The post-it note stuck to the jewel box of the young tenor saxophonist’s CD read, “Here’s a guy you should hear.” There must be a young tenor saxophonist factory somewhere, turning them out at an astonishing rate; cloning them. Otherwise, why would there be so many of them, sounding alike, replicating John Coltrane and Michael Brecker? I was a little tired of the clones, tired of cutting edge clichés. But the note was from Marc Edelman, the proprietor of Sharp Nine Records. He’s never steered me wrong, so I listened to Grant Stewart.

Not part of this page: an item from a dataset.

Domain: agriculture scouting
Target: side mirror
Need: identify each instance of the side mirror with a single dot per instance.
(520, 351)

The first track was the CD’s title tune, “In The Still of the Night,” at a metronome setting–somewhere just short of 400–that would have raised Cole Porter’s eyebrows, and maybe his hair. At that intimidating tempo, the young tenor saxophonist was at ease and making sense, a mid-fifties Sonny Rollins kind of sense. There wasn’t a patented Coltrane or Brecker lick to be heard. Stewart was not merely holding his own with the seasoned rhythm section of pianist Tardo Hammer, bassist Peter Washington and drummer Joe Farnsworth; he was in charge of it. It was clear that he had absorbed plenty from the period that many listeners consider Rollins’ greatest, but he wasn’t a Rollins clone. Nor was he a Johnny Griffin or Stanley Turrentine clone, although he must have paid attention to them as he developed. He had a personal tone, fresh ideas, his own brand of wry humor and the ability to engage and keep my attention. About halfway through the CD, during Stewart’s loping solo on “Autumn in New York,” something clicked. I went to the shelves and, sure enough, I had heard him before, on a couple of Ryan Kisor albums, one recorded as recently as 2005. Stewart didn’t jump out at me then. He has jumped out at me now, and I’m happy to pass along Edelman’s suggestion: Here’s a guy you should hear.
As this week rolls along, the Rifftides staff will be posting brief observations on other CDs, some recent, some not.